Taiwan is an aging society and the ratio of falls among the older persons is high. Most falls occur at home, and multiple risk factors including home safety are involved. We propose a novel model of emergency medical technicians (EMTs) to assess home safety using scalable checklists. This study was conducted to evaluate its feasibility. This study was conducted between April 1, 2020 and March 31, 2021. The development of the risk factor assessment scale for falls in the home environment was divided into 2 stages. In stage 1, 2 researchers reviewed the extant literature. In stage 2, 6 experts judged the content validity index. According to EMT findings, emergency department (ED) nurses checked the items in the Checklist of Risk Factors for Falls in the Home Environment. The checklists were provided to the geriatric care manager (GCM) in the ED, who then discussed potential solutions with the patients or primary caregivers. A total of 235 participants were enrolled, and EMTs carried out environment assessment for 93.2% (219/235) of them.
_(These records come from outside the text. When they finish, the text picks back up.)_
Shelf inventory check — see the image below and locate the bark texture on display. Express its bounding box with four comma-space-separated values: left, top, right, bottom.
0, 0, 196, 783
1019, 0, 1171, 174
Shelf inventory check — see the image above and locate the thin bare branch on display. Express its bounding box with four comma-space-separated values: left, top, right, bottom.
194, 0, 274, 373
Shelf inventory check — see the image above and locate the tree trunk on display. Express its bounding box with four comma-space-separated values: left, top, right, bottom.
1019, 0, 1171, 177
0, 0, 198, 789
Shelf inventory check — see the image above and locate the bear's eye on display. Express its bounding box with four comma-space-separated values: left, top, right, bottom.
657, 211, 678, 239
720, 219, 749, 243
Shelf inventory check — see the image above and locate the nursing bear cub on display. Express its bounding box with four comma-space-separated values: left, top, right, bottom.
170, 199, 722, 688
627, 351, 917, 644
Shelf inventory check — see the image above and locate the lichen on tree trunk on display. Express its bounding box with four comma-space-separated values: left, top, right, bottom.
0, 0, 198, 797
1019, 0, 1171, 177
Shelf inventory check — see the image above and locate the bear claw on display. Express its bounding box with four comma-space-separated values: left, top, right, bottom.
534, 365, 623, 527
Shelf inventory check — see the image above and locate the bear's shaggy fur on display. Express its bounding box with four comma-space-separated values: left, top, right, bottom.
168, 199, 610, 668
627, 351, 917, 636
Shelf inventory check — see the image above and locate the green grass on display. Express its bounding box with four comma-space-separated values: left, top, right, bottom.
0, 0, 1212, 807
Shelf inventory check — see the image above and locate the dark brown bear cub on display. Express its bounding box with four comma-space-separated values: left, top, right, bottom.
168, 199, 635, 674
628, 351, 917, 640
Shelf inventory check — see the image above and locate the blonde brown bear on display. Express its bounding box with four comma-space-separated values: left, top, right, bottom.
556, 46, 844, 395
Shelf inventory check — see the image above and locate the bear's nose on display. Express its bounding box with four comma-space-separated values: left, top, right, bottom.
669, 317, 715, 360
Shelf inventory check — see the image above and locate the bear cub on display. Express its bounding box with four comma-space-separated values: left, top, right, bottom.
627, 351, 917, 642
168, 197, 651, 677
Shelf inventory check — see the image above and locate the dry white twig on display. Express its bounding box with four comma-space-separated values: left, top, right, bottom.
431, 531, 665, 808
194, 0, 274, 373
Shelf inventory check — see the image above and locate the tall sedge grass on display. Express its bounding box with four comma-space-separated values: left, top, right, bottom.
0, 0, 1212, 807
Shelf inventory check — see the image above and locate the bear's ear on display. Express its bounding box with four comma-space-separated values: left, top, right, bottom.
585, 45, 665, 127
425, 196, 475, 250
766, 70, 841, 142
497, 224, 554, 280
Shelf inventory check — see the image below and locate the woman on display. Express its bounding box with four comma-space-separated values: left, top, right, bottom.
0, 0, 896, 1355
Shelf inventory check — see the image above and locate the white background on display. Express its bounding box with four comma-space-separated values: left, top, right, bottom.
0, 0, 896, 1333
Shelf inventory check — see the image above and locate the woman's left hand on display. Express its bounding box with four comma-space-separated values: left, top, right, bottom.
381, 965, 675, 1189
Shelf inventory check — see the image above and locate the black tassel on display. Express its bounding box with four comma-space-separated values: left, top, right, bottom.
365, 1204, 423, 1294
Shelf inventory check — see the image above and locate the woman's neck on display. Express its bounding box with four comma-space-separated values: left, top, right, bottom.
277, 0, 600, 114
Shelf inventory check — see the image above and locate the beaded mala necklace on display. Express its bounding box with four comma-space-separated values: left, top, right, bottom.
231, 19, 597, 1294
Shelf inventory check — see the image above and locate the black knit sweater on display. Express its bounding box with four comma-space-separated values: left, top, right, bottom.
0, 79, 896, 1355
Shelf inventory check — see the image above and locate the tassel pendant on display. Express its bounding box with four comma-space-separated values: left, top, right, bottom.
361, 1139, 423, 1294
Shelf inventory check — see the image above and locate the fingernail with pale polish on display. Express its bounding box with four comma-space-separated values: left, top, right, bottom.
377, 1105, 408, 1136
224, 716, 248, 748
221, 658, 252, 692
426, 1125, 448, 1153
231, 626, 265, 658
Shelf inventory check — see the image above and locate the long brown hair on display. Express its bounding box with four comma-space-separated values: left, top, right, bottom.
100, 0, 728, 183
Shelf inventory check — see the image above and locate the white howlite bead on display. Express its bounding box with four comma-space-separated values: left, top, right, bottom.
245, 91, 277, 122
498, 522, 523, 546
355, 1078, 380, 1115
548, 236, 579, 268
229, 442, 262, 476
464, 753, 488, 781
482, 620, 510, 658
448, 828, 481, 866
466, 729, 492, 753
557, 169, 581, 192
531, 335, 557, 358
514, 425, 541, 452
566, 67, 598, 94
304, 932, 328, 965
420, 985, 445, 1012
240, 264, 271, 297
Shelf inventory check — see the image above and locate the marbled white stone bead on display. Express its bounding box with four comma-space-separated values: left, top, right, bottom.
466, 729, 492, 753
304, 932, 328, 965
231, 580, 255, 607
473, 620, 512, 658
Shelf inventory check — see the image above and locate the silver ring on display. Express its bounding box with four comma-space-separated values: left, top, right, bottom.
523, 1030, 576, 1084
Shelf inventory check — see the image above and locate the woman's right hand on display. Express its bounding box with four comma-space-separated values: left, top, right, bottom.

A total of 207 participants were at risk of falls at home and 79.7% (165/207) of them received intervention measures from the GCM according to the risk items. Education was the main intervention method, with 158 subjects. Moreover, seven subjects (4.2%, 7/165) were provided long-term care resources by the GCM with occupational therapists to help improve the environment at home. Our study provides an efficient method for EMTs to assess home fall hazards.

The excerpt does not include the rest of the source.